2. Applicability of Section 138 When the Body of the Cheque is Not Written by the Drawer:
The applicant contended that the body of the cheques was not written by the drawer, and thus, the provisions of Section 138 of the Negotiable Instruments Act were not applicable. The court dismissed this argument, stating that what is material is the signature of the drawer or maker, not the body writing. The court emphasized that the applicant admitted to issuing the cheques, and the only defense at trial was that the cheques were given as advance payment, which was not a valid defense under the law.

3. Validity of the Cheques as Discharge of Legal Debt or Liability:
The court found that the complainant had provided ample evidence that goods were sold and delivered to the applicant, and the cheques were given towards payment of these goods. The court noted that the amounts on the cheques matched the invoice amounts, indicating they were given in discharge of legal dues and liability. The court also referenced the presumption under Section 118 of the Negotiable Instruments Act that a negotiable instrument is made or drawn for valid consideration, which the applicant failed to rebut.

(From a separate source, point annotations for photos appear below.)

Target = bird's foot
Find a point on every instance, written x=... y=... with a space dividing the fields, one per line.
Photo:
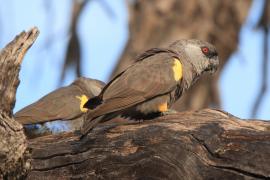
x=169 y=112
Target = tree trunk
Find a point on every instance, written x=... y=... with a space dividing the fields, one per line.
x=158 y=22
x=13 y=157
x=190 y=145
x=205 y=144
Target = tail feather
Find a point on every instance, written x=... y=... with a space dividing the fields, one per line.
x=89 y=125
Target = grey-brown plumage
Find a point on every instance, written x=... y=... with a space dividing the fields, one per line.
x=65 y=103
x=154 y=82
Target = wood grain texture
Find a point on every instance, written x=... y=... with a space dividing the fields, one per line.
x=13 y=142
x=205 y=144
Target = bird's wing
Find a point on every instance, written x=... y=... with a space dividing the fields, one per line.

4. Service of Legal Notice Under Section 138(b):
The applicant argued that no legal notice was served as required under Section 138(b) of the Negotiable Instruments Act. The court found that notices were sent by registered post to the correct address, and the acknowledgment receipts were produced. The court raised a presumption under Section 16 of the Indian Evidence Act that the notices reached the addressee. The court also referenced a Supreme Court decision stating that service of notice is valid even if the addressee manages to have the notice returned with certain postal remarks.

5. Comparison of Signatures by the Court:
The applicant raised an issue regarding the court comparing signatures under Section 73 of the Indian Evidence Act. The court clarified that while it is not an expert, it can compare signatures in light of other admitted evidence on record. The court noted that its findings were not based solely on the comparison of signatures but were supported by other cogent material and evidence.

6. Nature of Dishonour of Cheque as Civil Wrong and Criminal Liability:
The court acknowledged that the dishonour of a cheque is fundamentally a civil wrong arising from a breach of contract. However, Section 138 of the Negotiable Instruments Act introduces criminal liability to prevent dishonesty and abuse of negotiable instruments. The court emphasized that the criminal liability is intended to restore faith in banking operations and commercial transactions. The court held that any irregularity in the service of notice would be procedural and not substantive, and would not vitiate the proceedings.

Conclusion:
The court concluded that the applicant committed an offense under Section 138 of the Negotiable Instruments Act and upheld the concurrent findings of the lower courts. The court found no illegality or error in the appreciation of evidence or exercise of jurisdiction. The revision applications were rejected, and the applicant was granted time to surrender before the trial court to serve the sentence.